3. En premier lieu, l’arrêté attaqué prescrivant la réalisation d’investigations et de travaux de nature à faire cesser une situation d’insalubrité dont la réalité n’est pas sérieusement contestée, il est insusceptible de porter une atteinte grave et immédiate à la protection du bien immobilier dont les consorts C et A sont propriétaires en indivision, alors qu’il tend à l’inverse à en améliorer l’état.
4. En deuxième lieu, les seuls travaux prescrits par l’arrêté litigieux, consistant à rechercher les causes de l’humidité des murs extérieurs et à y remédier durablement, à réaliser des travaux de second œuvre, à faire vérifier l’installation électrique et à compléter l’installation de chauffage apparaissent, en l’absence au demeurant du moindre élément de nature à en apprécier même sommairement le coût et la durée prévisibles, d’une ampleur relativement circonscrite, sans être intrinsèquement de nature à obérer la situation financière des consorts C et A, lesquels ne donnent de surcroît aucune indication précise quant à leur situation financière respective. Si l’arrête litigieux prive également ces derniers de la perception des loyers, d’un montant initial de 500 euros et dont le montant actualisé n’est pas précisé, et les contraint à prendre à leur charge l’hébergement des occupants actuels du bien loué, ils n’apportent pas davantage d’éléments de nature à justifier qu’ils ne seraient pas en mesure de supporter ces charges temporaires, à répartir entre eux à concurrence de leur part dans l’indivision. Ils ne peuvent, par ailleurs, sérieusement faire valoir qu’ils seraient exposés à une amende civile en cas d’inexécution en se bornant à se prévaloir d’une unique demande adressée à la commune de La Motte Chalancon, laquelle ne compte que de l’ordre de 400 habitants et a indiqué en réponse ne pas disposer de logements communaux à proposer à la locataire des requérants.
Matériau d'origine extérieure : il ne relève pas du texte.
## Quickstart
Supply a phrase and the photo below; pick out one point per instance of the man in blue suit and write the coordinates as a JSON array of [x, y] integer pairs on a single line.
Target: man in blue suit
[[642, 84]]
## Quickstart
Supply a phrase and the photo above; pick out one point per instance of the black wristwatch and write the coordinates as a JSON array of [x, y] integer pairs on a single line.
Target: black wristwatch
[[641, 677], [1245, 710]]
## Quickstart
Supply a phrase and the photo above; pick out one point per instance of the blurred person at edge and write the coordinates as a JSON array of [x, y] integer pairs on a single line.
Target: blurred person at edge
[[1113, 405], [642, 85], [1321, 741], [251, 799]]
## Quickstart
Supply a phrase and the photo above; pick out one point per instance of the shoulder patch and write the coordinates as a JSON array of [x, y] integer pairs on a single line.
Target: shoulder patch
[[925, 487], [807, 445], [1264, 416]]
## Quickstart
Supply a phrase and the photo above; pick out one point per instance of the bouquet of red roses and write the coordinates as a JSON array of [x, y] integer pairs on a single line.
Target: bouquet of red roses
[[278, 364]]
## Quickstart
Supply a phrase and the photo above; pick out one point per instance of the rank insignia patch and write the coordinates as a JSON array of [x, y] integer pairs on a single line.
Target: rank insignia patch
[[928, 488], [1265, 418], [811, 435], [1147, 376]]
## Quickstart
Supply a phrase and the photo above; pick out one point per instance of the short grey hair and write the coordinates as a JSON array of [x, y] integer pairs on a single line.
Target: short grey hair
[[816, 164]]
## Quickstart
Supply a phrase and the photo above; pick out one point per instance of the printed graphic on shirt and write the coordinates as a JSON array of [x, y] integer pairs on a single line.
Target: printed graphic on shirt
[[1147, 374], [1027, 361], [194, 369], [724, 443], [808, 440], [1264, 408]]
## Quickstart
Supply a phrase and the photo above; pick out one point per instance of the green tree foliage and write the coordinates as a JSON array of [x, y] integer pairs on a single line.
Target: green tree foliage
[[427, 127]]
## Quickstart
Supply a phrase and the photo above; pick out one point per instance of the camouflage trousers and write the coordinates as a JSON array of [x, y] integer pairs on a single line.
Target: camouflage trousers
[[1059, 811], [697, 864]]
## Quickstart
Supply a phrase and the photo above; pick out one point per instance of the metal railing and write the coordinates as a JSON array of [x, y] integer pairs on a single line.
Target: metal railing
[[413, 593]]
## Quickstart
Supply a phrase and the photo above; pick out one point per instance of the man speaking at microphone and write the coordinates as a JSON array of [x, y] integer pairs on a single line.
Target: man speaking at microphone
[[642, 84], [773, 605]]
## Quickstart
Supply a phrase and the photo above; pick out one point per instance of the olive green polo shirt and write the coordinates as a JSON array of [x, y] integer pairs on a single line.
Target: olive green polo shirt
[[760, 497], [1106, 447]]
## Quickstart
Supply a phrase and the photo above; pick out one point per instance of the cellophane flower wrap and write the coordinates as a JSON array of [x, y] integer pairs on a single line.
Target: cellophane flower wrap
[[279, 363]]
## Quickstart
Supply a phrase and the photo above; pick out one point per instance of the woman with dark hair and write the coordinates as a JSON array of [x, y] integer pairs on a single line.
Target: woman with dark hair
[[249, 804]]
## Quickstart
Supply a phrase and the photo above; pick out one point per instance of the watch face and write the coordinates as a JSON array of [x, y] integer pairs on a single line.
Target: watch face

5. Dans ces conditions, compte tenu de l’intérêt pour la santé publique qui s’attache, par ailleurs, à assurer la salubrité des logements, alors qu’en l’espèce ni l’humidité des murs extérieurs, dont un courrier produit au dossier indique qu’elle est susceptible d’être causée par un mauvais écoulement des eaux pluviales en provenance de la voie de circulation, ni l’absence totale d’un système permanent de ventilation du logement en cause ne sont, en toute hypothèse, susceptibles d’être imputées à un éventuel défaut d’entretien ou de jouissance paisible de la locataire en place, la condition d’urgence ne peut, en l’état, être regardée comme remplie. Par suite, il y a lieu de faire application de l’article L. 522-3 du code de justice administrative et de rejeter la requête.
O R D O N N E :
Article 1er : La requête de M. C et autres est rejetée.
Article 2 : La présente ordonnance sera notifiée à M. F C, représentant désigné pour l’ensemble des requérants.
Fait à Grenoble, le 17 septembre 2025.
La juge des référés,
M. D
La République mande et ordonne à la préfète de la Drôme en ce qui la concerne ou à tous commissaires de justice à ce requis en ce qui concerne les voies de droit commun contre les parties privées, de pourvoir à l’exécution de la présente décision.